Religion is not for explaining the processes of the natural world. Once upon a time it was. There is a natural drive for humans to be able to explain and understand the world around us; that’s why science is so popular! That’s why there’s value in sciences like astronomy that have no hope of ever producing some “useful” consumer good. In ages past, without the scientific tools to describe very much, people resorted to mythology to explain the natural world. In recent centuries, science has shown to be an amazing tool with a tremendous track record in explaining the processes of the natural world. It has completely supplanted religion in that arena, to the point that people who still try to use religion to explain the natural world (e.g. creationists) are missing the boat by more than a hundred years. Those who say that “science proves God doesn’t exist” are making the mistake of thinking that explaining the natural world is the only purpose of religion, just as assuredly as the religious who reject science based on their doctrine think that religion are making a serious mistake in thinking that religion still has any role to play in explaining the processes of the natural world.
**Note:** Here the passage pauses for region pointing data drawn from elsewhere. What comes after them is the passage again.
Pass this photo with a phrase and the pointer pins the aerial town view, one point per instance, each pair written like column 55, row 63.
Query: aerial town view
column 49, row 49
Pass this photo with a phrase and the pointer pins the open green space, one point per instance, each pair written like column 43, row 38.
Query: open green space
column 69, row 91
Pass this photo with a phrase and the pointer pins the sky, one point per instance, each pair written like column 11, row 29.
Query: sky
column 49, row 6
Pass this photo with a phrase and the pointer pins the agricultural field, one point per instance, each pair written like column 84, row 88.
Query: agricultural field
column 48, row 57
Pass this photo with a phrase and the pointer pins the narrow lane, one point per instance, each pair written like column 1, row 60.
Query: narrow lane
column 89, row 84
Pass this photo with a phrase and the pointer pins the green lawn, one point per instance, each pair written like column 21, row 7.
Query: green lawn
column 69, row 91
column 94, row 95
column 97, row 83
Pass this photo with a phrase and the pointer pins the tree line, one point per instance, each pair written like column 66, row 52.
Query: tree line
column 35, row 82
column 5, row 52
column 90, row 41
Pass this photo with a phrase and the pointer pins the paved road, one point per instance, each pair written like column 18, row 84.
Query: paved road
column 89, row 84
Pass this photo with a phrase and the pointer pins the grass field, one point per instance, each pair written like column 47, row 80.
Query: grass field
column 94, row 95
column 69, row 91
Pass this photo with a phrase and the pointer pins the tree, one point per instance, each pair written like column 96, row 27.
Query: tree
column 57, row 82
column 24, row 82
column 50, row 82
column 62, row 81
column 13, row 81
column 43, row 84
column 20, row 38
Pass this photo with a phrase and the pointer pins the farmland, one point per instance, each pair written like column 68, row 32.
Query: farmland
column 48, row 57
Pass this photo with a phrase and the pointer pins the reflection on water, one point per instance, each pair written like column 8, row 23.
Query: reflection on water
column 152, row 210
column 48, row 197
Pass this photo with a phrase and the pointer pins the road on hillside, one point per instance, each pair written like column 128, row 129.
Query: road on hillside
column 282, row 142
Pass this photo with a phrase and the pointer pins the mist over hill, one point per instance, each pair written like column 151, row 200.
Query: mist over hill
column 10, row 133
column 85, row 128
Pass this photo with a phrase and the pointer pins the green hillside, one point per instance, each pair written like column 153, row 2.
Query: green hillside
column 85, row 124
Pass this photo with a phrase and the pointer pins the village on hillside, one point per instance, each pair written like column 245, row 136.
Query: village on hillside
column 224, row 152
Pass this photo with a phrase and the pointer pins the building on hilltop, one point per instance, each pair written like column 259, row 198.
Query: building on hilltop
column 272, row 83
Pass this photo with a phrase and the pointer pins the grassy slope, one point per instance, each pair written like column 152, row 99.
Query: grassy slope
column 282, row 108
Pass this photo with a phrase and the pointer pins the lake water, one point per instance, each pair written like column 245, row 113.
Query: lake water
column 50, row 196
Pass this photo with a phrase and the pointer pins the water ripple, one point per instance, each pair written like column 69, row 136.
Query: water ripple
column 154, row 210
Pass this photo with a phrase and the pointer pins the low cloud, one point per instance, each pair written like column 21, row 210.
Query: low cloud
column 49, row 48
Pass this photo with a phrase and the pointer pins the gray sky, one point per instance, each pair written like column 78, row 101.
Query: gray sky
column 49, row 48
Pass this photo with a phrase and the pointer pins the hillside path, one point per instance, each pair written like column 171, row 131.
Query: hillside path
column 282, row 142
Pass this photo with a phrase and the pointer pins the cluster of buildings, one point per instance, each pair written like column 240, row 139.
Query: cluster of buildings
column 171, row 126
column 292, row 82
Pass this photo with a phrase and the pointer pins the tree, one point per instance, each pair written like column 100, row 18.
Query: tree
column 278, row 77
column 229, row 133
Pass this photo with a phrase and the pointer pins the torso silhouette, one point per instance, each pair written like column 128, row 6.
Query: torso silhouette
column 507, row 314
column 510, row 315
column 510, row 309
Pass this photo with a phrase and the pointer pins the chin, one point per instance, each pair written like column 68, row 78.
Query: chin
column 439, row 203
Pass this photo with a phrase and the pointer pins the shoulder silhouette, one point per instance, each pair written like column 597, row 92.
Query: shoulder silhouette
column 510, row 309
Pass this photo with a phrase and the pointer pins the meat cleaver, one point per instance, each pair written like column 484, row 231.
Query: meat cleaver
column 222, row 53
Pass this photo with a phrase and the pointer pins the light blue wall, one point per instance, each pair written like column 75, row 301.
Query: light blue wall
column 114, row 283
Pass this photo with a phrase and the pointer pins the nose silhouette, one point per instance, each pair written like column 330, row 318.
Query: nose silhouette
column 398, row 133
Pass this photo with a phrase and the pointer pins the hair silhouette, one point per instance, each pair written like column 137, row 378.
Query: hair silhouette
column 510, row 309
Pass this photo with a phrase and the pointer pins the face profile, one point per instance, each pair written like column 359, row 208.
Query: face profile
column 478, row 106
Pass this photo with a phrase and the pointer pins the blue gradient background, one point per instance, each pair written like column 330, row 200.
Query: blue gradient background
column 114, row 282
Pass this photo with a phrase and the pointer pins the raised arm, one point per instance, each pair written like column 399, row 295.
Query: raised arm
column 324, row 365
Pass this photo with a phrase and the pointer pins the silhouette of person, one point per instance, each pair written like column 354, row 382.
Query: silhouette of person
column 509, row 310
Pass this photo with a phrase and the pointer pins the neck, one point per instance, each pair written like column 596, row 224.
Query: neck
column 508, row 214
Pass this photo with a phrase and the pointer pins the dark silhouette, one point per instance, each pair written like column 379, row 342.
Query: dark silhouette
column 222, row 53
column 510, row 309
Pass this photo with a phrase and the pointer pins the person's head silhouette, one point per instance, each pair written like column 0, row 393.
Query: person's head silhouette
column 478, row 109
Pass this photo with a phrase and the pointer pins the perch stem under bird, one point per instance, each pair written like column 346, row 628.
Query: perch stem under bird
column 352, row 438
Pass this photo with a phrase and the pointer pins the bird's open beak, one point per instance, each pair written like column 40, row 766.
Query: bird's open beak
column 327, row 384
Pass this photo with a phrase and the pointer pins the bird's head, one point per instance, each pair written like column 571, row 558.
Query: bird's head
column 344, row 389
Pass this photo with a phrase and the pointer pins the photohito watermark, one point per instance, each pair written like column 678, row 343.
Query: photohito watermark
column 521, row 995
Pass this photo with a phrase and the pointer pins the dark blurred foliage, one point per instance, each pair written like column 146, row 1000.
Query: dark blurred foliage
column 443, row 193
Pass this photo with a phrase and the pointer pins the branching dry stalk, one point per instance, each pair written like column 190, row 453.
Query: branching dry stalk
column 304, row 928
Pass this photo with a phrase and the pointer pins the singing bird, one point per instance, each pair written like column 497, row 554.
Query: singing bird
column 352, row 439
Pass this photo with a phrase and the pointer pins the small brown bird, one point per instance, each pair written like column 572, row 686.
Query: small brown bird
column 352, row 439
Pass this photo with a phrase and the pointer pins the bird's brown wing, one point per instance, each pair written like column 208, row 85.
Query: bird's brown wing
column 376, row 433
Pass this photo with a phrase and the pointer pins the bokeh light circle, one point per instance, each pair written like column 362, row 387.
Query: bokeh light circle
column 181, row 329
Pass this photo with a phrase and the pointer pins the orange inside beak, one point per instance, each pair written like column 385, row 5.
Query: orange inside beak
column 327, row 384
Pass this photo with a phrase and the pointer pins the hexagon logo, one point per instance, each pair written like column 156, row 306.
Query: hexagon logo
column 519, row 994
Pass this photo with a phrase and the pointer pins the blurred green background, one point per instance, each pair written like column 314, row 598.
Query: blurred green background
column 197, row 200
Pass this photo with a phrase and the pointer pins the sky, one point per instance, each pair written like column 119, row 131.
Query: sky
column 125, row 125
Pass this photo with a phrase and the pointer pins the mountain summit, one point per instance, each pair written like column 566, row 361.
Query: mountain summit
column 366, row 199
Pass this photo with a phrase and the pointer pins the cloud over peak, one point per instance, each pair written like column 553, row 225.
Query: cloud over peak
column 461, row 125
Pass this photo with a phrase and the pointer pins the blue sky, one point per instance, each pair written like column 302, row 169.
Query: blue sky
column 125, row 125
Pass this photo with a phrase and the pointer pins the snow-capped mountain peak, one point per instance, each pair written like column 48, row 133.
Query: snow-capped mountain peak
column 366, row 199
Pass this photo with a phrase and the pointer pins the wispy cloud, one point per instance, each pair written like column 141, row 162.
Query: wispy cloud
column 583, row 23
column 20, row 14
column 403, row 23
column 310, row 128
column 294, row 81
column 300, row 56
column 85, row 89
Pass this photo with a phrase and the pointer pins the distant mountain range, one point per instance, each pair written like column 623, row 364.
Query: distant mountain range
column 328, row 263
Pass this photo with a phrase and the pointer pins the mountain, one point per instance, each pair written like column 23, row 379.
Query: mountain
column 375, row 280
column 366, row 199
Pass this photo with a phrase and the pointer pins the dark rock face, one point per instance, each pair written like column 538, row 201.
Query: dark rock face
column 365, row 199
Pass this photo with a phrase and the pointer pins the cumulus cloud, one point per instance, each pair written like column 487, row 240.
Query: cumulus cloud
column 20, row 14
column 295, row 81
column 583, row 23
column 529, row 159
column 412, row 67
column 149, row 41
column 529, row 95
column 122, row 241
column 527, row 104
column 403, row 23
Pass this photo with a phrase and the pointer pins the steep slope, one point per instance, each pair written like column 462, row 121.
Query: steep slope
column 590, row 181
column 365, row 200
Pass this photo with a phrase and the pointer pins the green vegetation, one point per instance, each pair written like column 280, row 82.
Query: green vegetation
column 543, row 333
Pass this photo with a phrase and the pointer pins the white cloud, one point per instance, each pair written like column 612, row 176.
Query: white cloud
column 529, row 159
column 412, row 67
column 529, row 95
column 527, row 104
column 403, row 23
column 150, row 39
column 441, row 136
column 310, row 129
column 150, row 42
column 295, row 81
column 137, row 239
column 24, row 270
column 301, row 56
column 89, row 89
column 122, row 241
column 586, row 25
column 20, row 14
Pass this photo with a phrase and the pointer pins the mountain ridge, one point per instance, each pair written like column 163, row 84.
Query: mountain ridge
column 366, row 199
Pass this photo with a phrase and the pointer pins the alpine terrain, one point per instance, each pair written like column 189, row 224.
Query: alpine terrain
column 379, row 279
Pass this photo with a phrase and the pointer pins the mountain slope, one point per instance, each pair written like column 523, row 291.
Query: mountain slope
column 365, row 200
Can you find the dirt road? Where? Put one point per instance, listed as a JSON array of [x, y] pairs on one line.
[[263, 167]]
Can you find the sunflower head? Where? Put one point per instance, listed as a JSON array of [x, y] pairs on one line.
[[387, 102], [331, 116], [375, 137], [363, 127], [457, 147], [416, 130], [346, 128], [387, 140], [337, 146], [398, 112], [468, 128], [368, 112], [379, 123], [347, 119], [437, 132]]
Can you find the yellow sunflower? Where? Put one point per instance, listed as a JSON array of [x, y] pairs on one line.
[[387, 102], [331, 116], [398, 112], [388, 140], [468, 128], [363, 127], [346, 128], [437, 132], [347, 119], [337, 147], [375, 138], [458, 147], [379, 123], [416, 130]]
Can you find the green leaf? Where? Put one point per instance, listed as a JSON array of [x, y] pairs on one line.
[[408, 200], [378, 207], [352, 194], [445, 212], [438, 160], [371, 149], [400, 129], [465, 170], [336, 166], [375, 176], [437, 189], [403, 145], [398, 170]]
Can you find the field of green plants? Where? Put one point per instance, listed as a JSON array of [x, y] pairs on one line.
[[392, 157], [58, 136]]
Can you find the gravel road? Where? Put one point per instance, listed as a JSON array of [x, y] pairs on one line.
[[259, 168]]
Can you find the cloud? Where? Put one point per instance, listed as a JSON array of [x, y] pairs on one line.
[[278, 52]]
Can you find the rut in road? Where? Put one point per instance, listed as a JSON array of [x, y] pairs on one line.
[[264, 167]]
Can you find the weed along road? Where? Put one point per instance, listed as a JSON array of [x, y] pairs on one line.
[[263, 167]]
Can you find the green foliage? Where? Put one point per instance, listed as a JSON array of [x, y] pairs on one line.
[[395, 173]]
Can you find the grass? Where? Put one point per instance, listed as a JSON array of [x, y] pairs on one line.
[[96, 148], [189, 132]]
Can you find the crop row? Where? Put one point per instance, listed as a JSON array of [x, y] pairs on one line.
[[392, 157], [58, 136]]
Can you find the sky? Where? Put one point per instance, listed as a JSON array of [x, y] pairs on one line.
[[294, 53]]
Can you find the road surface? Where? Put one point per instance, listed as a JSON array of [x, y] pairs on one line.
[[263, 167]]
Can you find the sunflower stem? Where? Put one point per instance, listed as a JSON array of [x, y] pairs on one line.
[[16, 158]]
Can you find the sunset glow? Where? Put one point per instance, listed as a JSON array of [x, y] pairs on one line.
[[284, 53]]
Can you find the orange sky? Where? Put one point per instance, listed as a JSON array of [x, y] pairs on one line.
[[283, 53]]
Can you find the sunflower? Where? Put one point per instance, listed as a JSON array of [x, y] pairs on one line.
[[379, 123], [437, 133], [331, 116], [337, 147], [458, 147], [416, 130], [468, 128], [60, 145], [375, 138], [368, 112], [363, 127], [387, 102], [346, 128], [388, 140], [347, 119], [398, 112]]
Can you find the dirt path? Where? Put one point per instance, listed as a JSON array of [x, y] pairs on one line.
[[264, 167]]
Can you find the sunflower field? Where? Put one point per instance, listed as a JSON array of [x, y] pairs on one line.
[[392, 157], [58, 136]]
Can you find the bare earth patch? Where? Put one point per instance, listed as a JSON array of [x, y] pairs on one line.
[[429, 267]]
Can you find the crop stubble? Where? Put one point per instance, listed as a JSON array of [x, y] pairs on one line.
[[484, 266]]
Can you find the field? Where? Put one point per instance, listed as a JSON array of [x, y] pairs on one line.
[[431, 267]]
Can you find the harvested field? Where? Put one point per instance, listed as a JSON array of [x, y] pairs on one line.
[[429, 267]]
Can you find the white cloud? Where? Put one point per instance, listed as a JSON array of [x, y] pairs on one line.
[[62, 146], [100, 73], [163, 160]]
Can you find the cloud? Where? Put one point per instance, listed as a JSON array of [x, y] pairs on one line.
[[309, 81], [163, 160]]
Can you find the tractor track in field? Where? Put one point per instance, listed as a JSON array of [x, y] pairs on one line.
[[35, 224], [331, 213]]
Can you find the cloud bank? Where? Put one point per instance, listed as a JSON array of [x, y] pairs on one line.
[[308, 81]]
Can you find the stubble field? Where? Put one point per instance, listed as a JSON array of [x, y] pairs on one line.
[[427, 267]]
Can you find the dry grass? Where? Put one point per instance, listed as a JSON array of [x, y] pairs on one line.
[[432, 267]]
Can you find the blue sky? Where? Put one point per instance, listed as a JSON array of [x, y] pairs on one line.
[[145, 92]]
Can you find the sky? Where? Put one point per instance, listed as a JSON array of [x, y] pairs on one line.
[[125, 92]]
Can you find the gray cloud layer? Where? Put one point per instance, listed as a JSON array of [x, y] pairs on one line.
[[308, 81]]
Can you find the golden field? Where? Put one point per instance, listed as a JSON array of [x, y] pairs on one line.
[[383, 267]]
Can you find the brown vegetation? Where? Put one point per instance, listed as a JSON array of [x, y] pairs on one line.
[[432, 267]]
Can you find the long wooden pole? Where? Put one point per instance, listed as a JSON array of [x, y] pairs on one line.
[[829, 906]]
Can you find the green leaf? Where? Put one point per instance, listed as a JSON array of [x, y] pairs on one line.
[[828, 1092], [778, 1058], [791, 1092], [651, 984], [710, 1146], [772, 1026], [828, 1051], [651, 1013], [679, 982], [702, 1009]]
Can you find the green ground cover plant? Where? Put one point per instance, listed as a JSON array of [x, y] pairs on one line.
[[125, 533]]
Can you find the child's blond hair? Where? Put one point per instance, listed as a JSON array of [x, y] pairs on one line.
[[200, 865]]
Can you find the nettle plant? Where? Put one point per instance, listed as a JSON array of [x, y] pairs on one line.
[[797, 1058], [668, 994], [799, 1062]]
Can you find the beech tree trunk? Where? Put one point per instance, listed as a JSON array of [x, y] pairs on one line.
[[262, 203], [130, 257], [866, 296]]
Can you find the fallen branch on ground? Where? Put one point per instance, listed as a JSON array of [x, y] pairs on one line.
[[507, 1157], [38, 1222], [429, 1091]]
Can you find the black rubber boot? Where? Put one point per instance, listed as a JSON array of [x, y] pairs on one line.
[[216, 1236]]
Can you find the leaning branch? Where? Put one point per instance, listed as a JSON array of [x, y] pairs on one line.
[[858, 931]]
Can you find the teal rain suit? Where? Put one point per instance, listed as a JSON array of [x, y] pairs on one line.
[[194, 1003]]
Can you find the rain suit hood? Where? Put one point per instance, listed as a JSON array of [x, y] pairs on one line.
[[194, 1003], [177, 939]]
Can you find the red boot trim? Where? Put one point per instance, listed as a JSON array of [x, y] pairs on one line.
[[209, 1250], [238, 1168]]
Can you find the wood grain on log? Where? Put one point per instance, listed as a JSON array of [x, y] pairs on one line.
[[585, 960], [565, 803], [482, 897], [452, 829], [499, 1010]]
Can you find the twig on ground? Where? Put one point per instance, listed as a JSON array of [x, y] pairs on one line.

What I just wrote begs a lot of questions. First of all, if religion isn’t for explaining the processes of the natural religion, then what the heck is it for? Why do I still see any value in religion in today, given that I recognize that science has hands down become the method whereby we can understand the natural world? Second, I go and say that I think all religions are talking about the same thing; do I think think that all religions are equally valid? And why do I call myself a Christian if I don’t think Christians have exclusive access to theological truth?
I won’t answer any of those right now; I’ll save them for future posts. I write them here to indicate that, yes, I’m aware that those are unanswered questions. If I didn’t, assuredly some commenter would post those questions with an annoyingly supercilious air as if they had just found a way to take all of the air out of everything that I’m saying. I eagerly look forward to intellectual engagement, but I have little patience for the radical atheists who are so convinced of their own position that they are unable to tell the difference between that and a childish, shallow insult.